February 9, 2022
The Washington Post has analyzed photos of shrapnel and satellite imagery and cross-referenced video to confirm that Ethiopia used a Turkish drone in January in an attack that killed at least 59 civilians sheltering in a school in Tigray, according to an analysis by the paper published on Monday.
On January 7, a school was struck by a drone-delivered bomb, killing at least 59 people and gravely injuring dozens more, according to aid workers whose organizations worked at the camp for internally displaced people in Dedebit, located in the northern Ethiopian region of Tigray.
According to The Washington Post, more than 300 civilians have been killed by drone and air strikes since September, including more than 100 since the start of this year.
Weapon remnants recovered from the site of the strike by aid workers showed internal components and screw configurations that matched images of Turkish-made MAM-L munitions released by the weapons manufacturer. The MAM-L pairs exclusively with the Turkish-made Bayraktar TB-2 drone.
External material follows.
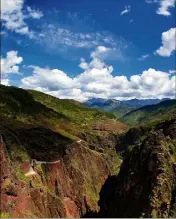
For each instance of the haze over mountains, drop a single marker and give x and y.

Military experts from the Dutch nongovernmental organization PAX and Amnesty International also identifiedthe weapon used as a MAM-L bomb that is fitted to a TB2 drone, Politico earlier reported.
The attacks have drawn criticism from US President Joe Biden and a warning from the United Nations that they may constitute a grave violation of international law, Politico said.
Drones are rapidly turning into the decisive weapon of the conflict and have helped Ethiopian government forces turn the tide against rebels from the Tigray People’s Liberation Front, which governed the country for nearly three decades before 2018.
Turkey has exported Bayraktar armed drones manufactured by defense contractor Baykar Makina Sanayi ve Ticaret Anonim Şirketi (Baykar), which is run by President Recep Tayyip Erdoğan’s son-in-law Selçuk Bayraktar. Ukraine, Poland, Qatar, Libya, Kyrgyzstan, Kazakhstan, Ethiopia and Azerbaijan have all taken delivery of the armed drones.
According to Turkey’s 2021 export figures announced by the Turkish Exporters Assembly in early December, Turkey’s arms sales reached a record level, with the biggest increase to African countries.
In the first 11 months of 2021, Turkey exported $2.793 billion worth of defense products, an increase of 39.7 percent compared to the same period of the previous year. The Turkish defense industry, which set an export record of $2.7 billion in 2019, is preparing to set a new record by closing this year with exports of more than $3 billion. For the first time the defense sector had a 1.8 percent share of Turkey’s total exports in November 2021.